From its earliest days, the spirit of intellectual inquiry was lively and robust. Teaching and other relationships between students and faculty took a variety of forms. Robert Herrick taught only sparingly, devoting most of his time to his writing. George Ellery Hale never gave a lecture and took on only the very brightest and most promising graduate students.

Others thrived on contact with their students. Robert Redfield carried on an extensive correspondence with his former students which sometimes lasted long after they left the University. Henry Cowles led field trips all over the United States and Canada, instilling in his students a love for nature and ecology. As evidence that fame, recognition as a research scientist, and excellence in teaching are not mutually exclusive categories, Enrico Fermi won the admiration of students and colleagues alike for his ability to lecture and teach. A. J. Carlson turned physiology lectures into an effective performance theater that caught students' attention. In spite of his heavy administrative load, William Rainey Harper relished the opportunity to teach and lecture and filled classrooms with students of Hebrew.

While some faculty members derived great satisfaction from their academic pursuits, others relished opportunities to become involved in matters beyond their own discipline. To varying degrees, social scientists actively engaged the larger society as a natural, and even essential, extension of their academic interests. Professors such as Edith Abbott and Charles Merriam saw their work as critical for understanding societal ills. Skilled in social analysis, they and other progressives who were their contemporaries promoted intervention to alleviate problems of poverty, corruption, and racism. Frank Knight seems to have gained as much satisfaction from his forays into the worlds of philosophy, ethics, and educational theory as he did from his work in economics.

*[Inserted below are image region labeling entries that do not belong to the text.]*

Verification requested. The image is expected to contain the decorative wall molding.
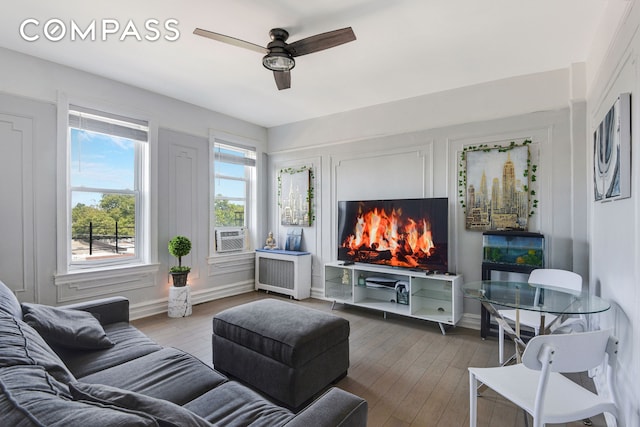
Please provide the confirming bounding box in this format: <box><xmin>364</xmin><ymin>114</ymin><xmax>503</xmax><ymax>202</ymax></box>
<box><xmin>129</xmin><ymin>280</ymin><xmax>255</xmax><ymax>320</ymax></box>
<box><xmin>54</xmin><ymin>264</ymin><xmax>160</xmax><ymax>303</ymax></box>
<box><xmin>207</xmin><ymin>252</ymin><xmax>256</xmax><ymax>277</ymax></box>
<box><xmin>0</xmin><ymin>114</ymin><xmax>37</xmax><ymax>301</ymax></box>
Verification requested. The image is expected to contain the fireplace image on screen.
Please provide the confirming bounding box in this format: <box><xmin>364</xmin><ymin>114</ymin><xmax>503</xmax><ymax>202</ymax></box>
<box><xmin>338</xmin><ymin>197</ymin><xmax>449</xmax><ymax>273</ymax></box>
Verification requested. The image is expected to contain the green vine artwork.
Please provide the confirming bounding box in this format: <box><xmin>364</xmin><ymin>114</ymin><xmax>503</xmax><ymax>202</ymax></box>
<box><xmin>458</xmin><ymin>139</ymin><xmax>539</xmax><ymax>230</ymax></box>
<box><xmin>278</xmin><ymin>166</ymin><xmax>316</xmax><ymax>226</ymax></box>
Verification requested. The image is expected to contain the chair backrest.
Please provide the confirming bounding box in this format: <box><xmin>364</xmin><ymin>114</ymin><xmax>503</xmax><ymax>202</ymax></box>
<box><xmin>528</xmin><ymin>268</ymin><xmax>582</xmax><ymax>303</ymax></box>
<box><xmin>522</xmin><ymin>329</ymin><xmax>618</xmax><ymax>373</ymax></box>
<box><xmin>529</xmin><ymin>268</ymin><xmax>582</xmax><ymax>292</ymax></box>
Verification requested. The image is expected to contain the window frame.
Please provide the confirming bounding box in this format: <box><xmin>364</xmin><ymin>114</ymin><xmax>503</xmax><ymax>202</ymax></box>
<box><xmin>209</xmin><ymin>132</ymin><xmax>259</xmax><ymax>257</ymax></box>
<box><xmin>56</xmin><ymin>94</ymin><xmax>157</xmax><ymax>276</ymax></box>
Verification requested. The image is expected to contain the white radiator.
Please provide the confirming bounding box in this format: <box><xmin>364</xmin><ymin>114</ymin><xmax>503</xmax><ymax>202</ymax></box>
<box><xmin>258</xmin><ymin>258</ymin><xmax>294</xmax><ymax>289</ymax></box>
<box><xmin>216</xmin><ymin>227</ymin><xmax>245</xmax><ymax>252</ymax></box>
<box><xmin>256</xmin><ymin>249</ymin><xmax>311</xmax><ymax>299</ymax></box>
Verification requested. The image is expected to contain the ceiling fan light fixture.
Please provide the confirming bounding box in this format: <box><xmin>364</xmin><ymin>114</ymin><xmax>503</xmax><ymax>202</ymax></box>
<box><xmin>262</xmin><ymin>52</ymin><xmax>296</xmax><ymax>71</ymax></box>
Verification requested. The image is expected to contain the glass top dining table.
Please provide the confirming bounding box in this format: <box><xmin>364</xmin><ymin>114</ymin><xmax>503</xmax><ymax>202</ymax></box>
<box><xmin>462</xmin><ymin>280</ymin><xmax>611</xmax><ymax>363</ymax></box>
<box><xmin>462</xmin><ymin>280</ymin><xmax>611</xmax><ymax>315</ymax></box>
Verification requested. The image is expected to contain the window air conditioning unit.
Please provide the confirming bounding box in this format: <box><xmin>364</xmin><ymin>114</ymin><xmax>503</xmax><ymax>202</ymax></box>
<box><xmin>216</xmin><ymin>227</ymin><xmax>245</xmax><ymax>252</ymax></box>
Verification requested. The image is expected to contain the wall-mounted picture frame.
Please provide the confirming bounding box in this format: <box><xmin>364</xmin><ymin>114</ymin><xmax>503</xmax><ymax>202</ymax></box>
<box><xmin>593</xmin><ymin>93</ymin><xmax>631</xmax><ymax>202</ymax></box>
<box><xmin>460</xmin><ymin>140</ymin><xmax>538</xmax><ymax>231</ymax></box>
<box><xmin>278</xmin><ymin>166</ymin><xmax>315</xmax><ymax>227</ymax></box>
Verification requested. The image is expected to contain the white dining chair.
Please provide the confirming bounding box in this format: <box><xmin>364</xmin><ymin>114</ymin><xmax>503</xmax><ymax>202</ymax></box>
<box><xmin>469</xmin><ymin>330</ymin><xmax>618</xmax><ymax>427</ymax></box>
<box><xmin>498</xmin><ymin>268</ymin><xmax>587</xmax><ymax>365</ymax></box>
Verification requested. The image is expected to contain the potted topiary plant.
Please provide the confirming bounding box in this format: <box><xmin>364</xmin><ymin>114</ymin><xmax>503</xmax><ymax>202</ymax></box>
<box><xmin>169</xmin><ymin>236</ymin><xmax>191</xmax><ymax>287</ymax></box>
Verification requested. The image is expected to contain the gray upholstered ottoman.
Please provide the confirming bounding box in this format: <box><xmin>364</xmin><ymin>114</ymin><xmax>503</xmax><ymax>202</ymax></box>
<box><xmin>212</xmin><ymin>299</ymin><xmax>349</xmax><ymax>409</ymax></box>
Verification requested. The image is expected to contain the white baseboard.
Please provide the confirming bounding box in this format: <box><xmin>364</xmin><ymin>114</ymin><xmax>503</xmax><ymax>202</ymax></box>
<box><xmin>129</xmin><ymin>280</ymin><xmax>255</xmax><ymax>320</ymax></box>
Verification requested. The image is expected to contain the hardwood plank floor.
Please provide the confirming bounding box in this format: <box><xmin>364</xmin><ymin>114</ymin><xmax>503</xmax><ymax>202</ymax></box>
<box><xmin>132</xmin><ymin>292</ymin><xmax>606</xmax><ymax>427</ymax></box>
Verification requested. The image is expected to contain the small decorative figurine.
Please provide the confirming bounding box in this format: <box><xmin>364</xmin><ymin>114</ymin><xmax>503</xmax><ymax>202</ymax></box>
<box><xmin>342</xmin><ymin>268</ymin><xmax>350</xmax><ymax>285</ymax></box>
<box><xmin>264</xmin><ymin>231</ymin><xmax>276</xmax><ymax>249</ymax></box>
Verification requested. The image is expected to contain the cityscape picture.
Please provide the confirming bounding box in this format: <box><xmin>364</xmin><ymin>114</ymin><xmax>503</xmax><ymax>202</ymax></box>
<box><xmin>465</xmin><ymin>146</ymin><xmax>529</xmax><ymax>231</ymax></box>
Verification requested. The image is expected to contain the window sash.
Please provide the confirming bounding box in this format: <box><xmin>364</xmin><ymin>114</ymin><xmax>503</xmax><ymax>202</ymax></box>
<box><xmin>67</xmin><ymin>105</ymin><xmax>149</xmax><ymax>270</ymax></box>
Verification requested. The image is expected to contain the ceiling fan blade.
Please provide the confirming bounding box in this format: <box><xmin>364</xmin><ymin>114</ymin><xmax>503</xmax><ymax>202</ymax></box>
<box><xmin>287</xmin><ymin>27</ymin><xmax>356</xmax><ymax>57</ymax></box>
<box><xmin>193</xmin><ymin>28</ymin><xmax>269</xmax><ymax>55</ymax></box>
<box><xmin>273</xmin><ymin>71</ymin><xmax>291</xmax><ymax>90</ymax></box>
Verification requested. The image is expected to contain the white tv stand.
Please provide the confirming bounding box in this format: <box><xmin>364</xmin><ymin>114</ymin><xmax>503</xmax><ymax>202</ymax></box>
<box><xmin>323</xmin><ymin>261</ymin><xmax>463</xmax><ymax>335</ymax></box>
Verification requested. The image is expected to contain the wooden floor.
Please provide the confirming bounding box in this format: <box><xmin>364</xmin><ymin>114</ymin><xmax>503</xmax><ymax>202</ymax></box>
<box><xmin>132</xmin><ymin>292</ymin><xmax>606</xmax><ymax>427</ymax></box>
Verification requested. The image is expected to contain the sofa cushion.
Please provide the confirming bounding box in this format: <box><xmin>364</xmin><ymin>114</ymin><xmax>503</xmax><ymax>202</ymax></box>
<box><xmin>22</xmin><ymin>303</ymin><xmax>114</xmax><ymax>350</ymax></box>
<box><xmin>184</xmin><ymin>381</ymin><xmax>294</xmax><ymax>427</ymax></box>
<box><xmin>0</xmin><ymin>281</ymin><xmax>22</xmax><ymax>319</ymax></box>
<box><xmin>0</xmin><ymin>365</ymin><xmax>158</xmax><ymax>427</ymax></box>
<box><xmin>213</xmin><ymin>299</ymin><xmax>349</xmax><ymax>367</ymax></box>
<box><xmin>52</xmin><ymin>322</ymin><xmax>162</xmax><ymax>378</ymax></box>
<box><xmin>69</xmin><ymin>382</ymin><xmax>211</xmax><ymax>427</ymax></box>
<box><xmin>0</xmin><ymin>312</ymin><xmax>75</xmax><ymax>384</ymax></box>
<box><xmin>81</xmin><ymin>347</ymin><xmax>228</xmax><ymax>405</ymax></box>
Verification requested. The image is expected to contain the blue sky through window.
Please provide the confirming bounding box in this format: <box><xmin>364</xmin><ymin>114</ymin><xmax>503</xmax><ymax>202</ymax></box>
<box><xmin>70</xmin><ymin>128</ymin><xmax>135</xmax><ymax>206</ymax></box>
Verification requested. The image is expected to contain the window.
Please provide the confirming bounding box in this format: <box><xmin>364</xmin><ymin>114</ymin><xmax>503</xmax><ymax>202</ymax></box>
<box><xmin>211</xmin><ymin>142</ymin><xmax>256</xmax><ymax>252</ymax></box>
<box><xmin>67</xmin><ymin>105</ymin><xmax>149</xmax><ymax>270</ymax></box>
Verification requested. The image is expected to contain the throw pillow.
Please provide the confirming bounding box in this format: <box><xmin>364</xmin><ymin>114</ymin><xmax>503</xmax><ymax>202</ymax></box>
<box><xmin>69</xmin><ymin>382</ymin><xmax>212</xmax><ymax>427</ymax></box>
<box><xmin>0</xmin><ymin>311</ymin><xmax>75</xmax><ymax>382</ymax></box>
<box><xmin>0</xmin><ymin>365</ymin><xmax>158</xmax><ymax>427</ymax></box>
<box><xmin>22</xmin><ymin>303</ymin><xmax>114</xmax><ymax>350</ymax></box>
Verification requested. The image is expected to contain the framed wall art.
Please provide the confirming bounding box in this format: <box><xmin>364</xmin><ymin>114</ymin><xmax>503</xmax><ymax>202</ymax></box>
<box><xmin>278</xmin><ymin>166</ymin><xmax>315</xmax><ymax>226</ymax></box>
<box><xmin>593</xmin><ymin>93</ymin><xmax>631</xmax><ymax>202</ymax></box>
<box><xmin>459</xmin><ymin>140</ymin><xmax>538</xmax><ymax>231</ymax></box>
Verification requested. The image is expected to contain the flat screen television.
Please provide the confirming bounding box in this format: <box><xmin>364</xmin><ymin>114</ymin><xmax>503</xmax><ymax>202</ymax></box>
<box><xmin>338</xmin><ymin>197</ymin><xmax>449</xmax><ymax>273</ymax></box>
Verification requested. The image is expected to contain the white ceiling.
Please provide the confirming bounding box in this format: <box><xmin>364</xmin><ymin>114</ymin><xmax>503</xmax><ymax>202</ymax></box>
<box><xmin>0</xmin><ymin>0</ymin><xmax>625</xmax><ymax>127</ymax></box>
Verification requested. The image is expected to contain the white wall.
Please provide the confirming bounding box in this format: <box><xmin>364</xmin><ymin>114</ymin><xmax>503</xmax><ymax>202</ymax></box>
<box><xmin>0</xmin><ymin>49</ymin><xmax>266</xmax><ymax>317</ymax></box>
<box><xmin>585</xmin><ymin>2</ymin><xmax>640</xmax><ymax>426</ymax></box>
<box><xmin>269</xmin><ymin>67</ymin><xmax>588</xmax><ymax>327</ymax></box>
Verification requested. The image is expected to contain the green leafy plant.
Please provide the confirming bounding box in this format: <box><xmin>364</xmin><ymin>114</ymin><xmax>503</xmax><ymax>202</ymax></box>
<box><xmin>169</xmin><ymin>236</ymin><xmax>191</xmax><ymax>273</ymax></box>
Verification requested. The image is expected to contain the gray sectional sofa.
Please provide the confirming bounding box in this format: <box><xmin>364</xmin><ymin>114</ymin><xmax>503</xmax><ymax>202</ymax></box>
<box><xmin>0</xmin><ymin>282</ymin><xmax>367</xmax><ymax>427</ymax></box>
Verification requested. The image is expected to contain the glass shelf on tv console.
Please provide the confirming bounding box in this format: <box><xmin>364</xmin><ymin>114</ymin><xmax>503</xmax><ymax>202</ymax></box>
<box><xmin>324</xmin><ymin>261</ymin><xmax>463</xmax><ymax>334</ymax></box>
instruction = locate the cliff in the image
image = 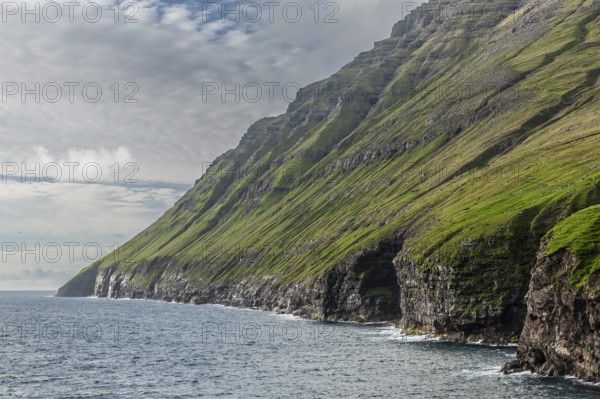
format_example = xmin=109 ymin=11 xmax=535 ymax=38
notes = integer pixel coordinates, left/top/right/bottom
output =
xmin=504 ymin=206 xmax=600 ymax=381
xmin=60 ymin=0 xmax=600 ymax=382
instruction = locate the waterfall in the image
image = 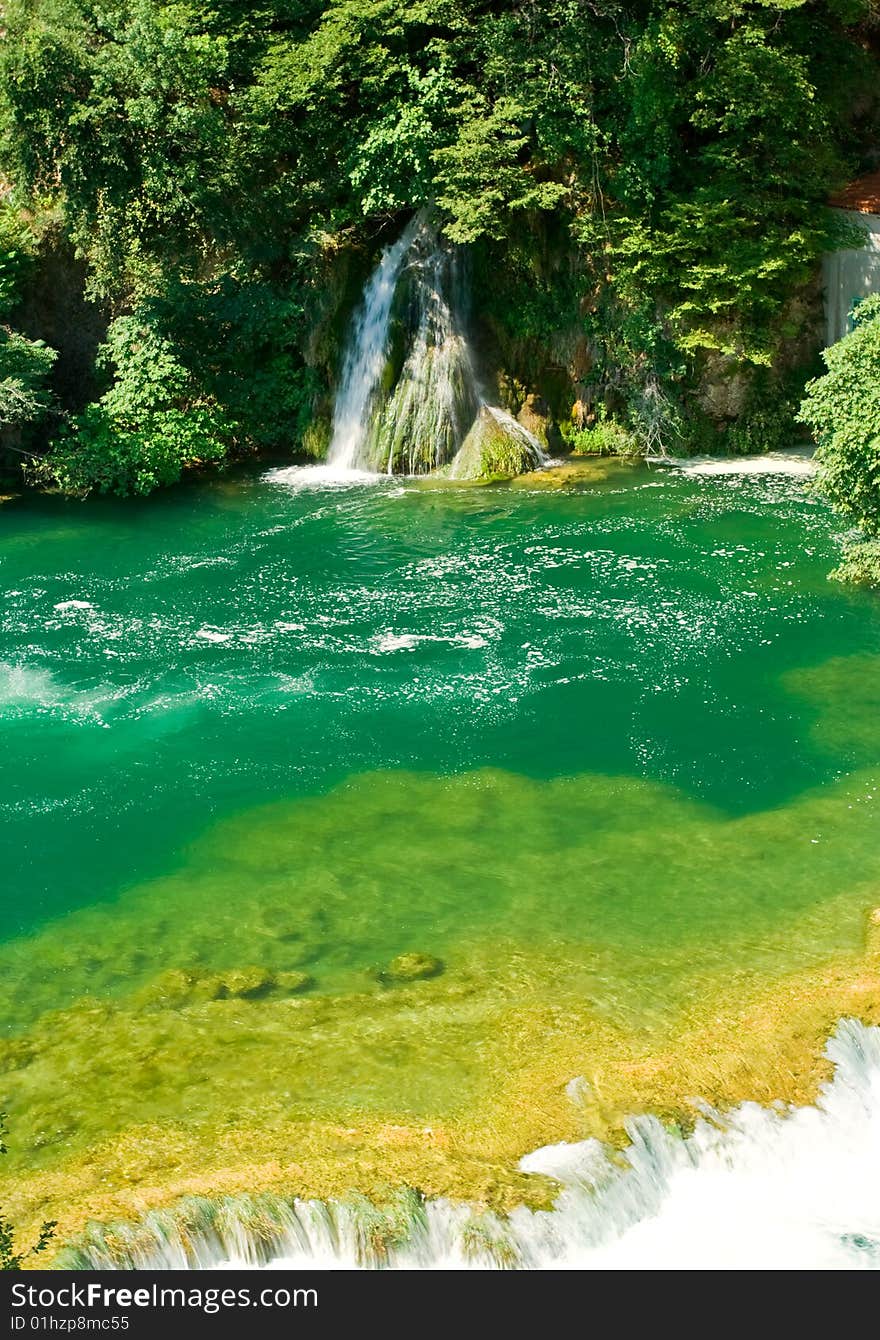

A proponent of what would today be called "conservative economics," he lived through the interventionist years of the New Deal not knowing that his ideas would eventually find their way back into public policy.

John Dewey's pioneering and influential work in education represented an outgrowth of his work in philosophy. Dewey's colleague and friend, George Herbert Mead, supported the efforts of Jane Addams as treasurer of Hull House and served on Chicago educational committees. Marion Talbot fought to make education accessible to women and minorities during the administrations of three different University presidents. Franklin McLean organized fellowship programs to assist aspiring black medical students and was directly involved in efforts to provide medical care in the rapidly expanding black community near the University of Chicago.

Faculty served in both world wars, applying their expertise in fields like communications, propaganda, and languages in World War I and their research on nuclear physics in World War II. The University's involvement in the Manhattan Project placed it in the forefront of both pathbreaking science and the moral and ethical dilemmas that soon followed. The careers and lives of Enrico Fermi and James Franck illustrate how scientists of different backgrounds faced this new and unfamiliar terrain. Having crossed the threshold of political involvement, faculty members encountered increasingly difficult questions. By 1968, University President Edward H. Levi noted that while support for freedom was stronger than before, the "propriety of the corporate neutrality of the university on public policy issues having moral aspects has been seriously challenged."

The century we are celebrating has been a revolutionary one in the history of ideas. Much of what we know of the world has been reshaped, sometimes in disturbing ways. The University remains at the center of that change; but it is also responsible for the institutional stability that makes change possible and gives successive generations the courage to face it.